All of those car haters out there should look at New Orleans. Why did Hurricane Katrina have such a devastating effect on the Big Easy? According to Randall O'Toole, senior economist with the Thoreau Institute, it was New Orleans' lack of automobility that caused thousands to be stranded and hundreds to parish.

In an article for the November edition of Liberty magazine, O'Toole points out that New Orleans had one of the lowest rates of automobile ownership in the country according to the 2000 census. Close to a third of the city's residents did not own an automobile. In the end, "it was auto ownership, not race, that meant the difference between safety and disaster," O'Toole writes.

People with autos drove out of town to safety, while those without cars were left behind.

Smart growth advocates love to use the term "auto dependent" as a pejorative term painting car drivers as Neanderthals. But, as O'Toole points out, "Katrina proved that the automobile is a liberator."

The dependent ones are those dependent on government to respond quickly and effectively to an emergency. Those New Orleans residents without a car were in O'Toole's words "dependent on the competence of government officials, dependent on charity, dependent on complex and sometimes uncaring institutions,"

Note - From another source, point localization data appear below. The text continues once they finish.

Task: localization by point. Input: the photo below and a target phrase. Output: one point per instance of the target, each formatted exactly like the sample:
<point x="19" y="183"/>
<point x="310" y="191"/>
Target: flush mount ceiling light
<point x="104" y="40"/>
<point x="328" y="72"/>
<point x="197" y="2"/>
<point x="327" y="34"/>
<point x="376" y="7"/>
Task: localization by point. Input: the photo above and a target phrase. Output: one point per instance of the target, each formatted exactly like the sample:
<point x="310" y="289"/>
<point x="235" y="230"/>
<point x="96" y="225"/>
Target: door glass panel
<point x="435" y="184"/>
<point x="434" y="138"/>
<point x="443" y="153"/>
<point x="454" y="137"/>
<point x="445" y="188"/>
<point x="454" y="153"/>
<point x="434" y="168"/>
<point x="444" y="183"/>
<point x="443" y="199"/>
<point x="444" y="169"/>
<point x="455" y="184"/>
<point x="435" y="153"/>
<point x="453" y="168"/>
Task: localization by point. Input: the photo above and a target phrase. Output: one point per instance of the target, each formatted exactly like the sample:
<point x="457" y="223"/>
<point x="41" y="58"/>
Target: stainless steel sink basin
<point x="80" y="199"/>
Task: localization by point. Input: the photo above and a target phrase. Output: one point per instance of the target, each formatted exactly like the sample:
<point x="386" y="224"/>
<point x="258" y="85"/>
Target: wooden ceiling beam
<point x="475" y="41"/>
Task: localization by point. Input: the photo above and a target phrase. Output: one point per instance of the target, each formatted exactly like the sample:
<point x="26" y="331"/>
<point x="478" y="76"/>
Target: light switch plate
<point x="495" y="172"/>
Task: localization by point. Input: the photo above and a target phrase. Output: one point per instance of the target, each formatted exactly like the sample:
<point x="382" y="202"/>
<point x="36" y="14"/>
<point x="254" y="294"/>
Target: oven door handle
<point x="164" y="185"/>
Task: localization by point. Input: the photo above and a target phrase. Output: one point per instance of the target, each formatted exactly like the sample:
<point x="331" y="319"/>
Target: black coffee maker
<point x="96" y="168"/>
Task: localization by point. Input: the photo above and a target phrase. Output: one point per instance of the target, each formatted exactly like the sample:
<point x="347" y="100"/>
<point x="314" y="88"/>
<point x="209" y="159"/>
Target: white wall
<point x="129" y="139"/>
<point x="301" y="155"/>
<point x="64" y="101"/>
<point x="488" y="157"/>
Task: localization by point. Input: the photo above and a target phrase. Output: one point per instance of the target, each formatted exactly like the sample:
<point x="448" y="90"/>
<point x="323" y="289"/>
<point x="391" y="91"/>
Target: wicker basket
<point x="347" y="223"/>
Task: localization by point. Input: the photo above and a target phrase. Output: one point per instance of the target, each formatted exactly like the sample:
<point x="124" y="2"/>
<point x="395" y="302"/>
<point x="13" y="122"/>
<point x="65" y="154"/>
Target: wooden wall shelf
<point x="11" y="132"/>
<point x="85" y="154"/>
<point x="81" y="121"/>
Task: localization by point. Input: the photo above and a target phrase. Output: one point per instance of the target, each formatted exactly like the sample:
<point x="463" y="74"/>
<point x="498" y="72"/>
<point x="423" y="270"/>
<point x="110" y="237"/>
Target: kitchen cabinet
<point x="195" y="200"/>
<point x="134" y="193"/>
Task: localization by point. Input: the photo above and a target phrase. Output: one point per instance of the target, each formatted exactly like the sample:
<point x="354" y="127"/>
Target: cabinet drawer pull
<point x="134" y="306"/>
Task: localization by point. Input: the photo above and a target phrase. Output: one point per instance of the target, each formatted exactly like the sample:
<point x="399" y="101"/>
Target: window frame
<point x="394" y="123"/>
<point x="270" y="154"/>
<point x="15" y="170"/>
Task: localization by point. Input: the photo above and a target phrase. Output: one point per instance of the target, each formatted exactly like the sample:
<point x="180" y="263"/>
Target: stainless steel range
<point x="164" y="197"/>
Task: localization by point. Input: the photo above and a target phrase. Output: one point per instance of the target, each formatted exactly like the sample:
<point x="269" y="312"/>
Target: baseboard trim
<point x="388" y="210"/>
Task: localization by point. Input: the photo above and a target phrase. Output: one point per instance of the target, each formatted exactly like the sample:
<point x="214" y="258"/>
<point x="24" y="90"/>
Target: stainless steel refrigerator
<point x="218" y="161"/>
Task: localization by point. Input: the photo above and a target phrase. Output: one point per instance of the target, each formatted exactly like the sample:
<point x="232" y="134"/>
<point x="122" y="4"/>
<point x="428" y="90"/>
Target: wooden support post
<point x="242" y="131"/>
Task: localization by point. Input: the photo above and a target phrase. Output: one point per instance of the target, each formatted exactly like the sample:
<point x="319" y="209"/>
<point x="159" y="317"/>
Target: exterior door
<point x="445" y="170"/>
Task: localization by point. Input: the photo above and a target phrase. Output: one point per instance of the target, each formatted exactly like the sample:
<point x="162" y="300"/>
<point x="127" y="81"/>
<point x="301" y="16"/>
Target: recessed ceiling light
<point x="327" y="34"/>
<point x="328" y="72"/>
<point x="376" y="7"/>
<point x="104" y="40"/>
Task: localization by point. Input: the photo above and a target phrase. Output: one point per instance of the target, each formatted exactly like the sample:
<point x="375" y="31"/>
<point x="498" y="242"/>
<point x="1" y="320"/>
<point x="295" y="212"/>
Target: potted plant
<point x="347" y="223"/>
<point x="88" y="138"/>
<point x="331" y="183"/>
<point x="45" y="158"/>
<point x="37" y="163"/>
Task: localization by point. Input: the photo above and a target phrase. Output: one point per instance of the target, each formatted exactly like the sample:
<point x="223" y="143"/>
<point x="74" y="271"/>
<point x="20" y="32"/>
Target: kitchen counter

The number of people killed by hurricanes in the U.S. has dropped dramatically since 1900 according to the Atlantic Oceanographic and Meteorological Laboratory. Between 1900 and 1919, hurricanes caused 10,000 deaths. From 1980 to 1999, the hurricane death toll dropped to 57.

Economists attribute this decrease in deaths to increased wealth. That is why so many perish in India and other poor countries from storms and other natural disasters as opposed to Europe and the US. But O'Toole asks what makes wealthier societies less vulnerable to natural disasters? What is most important is mobility. People can leave if a storm is coming.

In the aftermath of Katrina, those without cars in New Orleans were herded into high-density crime-ridden refugee camps: the Superdome and the New Orleans Convention Center. Depending on government put these people in even greater danger.

The New Orleans version of the RTC decided years ago that its priority was to subsidize streetcar rides for tourists. The city spent $15 million in the 1980's and 1990's converting an abandoned 1.5-mile rail line into the Riverfront Streetcar line.

Just last year the 3.6-mile Canal Street line was opened at a cost of $150 million, and another line was in the pipeline at a projected cost of $120 million.

None of these streetcars would have helped autoless New Orleans residents to escape. O'Toole mentions that rail advocates often say; "We can't let poor people have cars. It would cause too much congestion." "Yes," O'Toole retorts, "as the Soviet Union discovered, poverty is one way to prevent congestion."

"The holistic, long-range transportation planning the Sierra Club was demanding through its lawsuit is starting to occur," wrote smart growth advocate Geoff Schumacher recently in the Las Vegas Review-Journal. "The fact that it's happening is a victory for the Sierra Club and others who believe Las Vegas must evolve beyond a single transportation option: the almighty car (or, more likely in Las Vegas, the four-wheel-drive pickup)."

You can bet that the New Orleans residents caught in Katrina's wake wished that they had the almighty automobile that Schumacher so strenuously scorns to escape those rancid floodwaters. When government involves itself in something, the poorest citizens are forced to feel the brunt of government's mistake.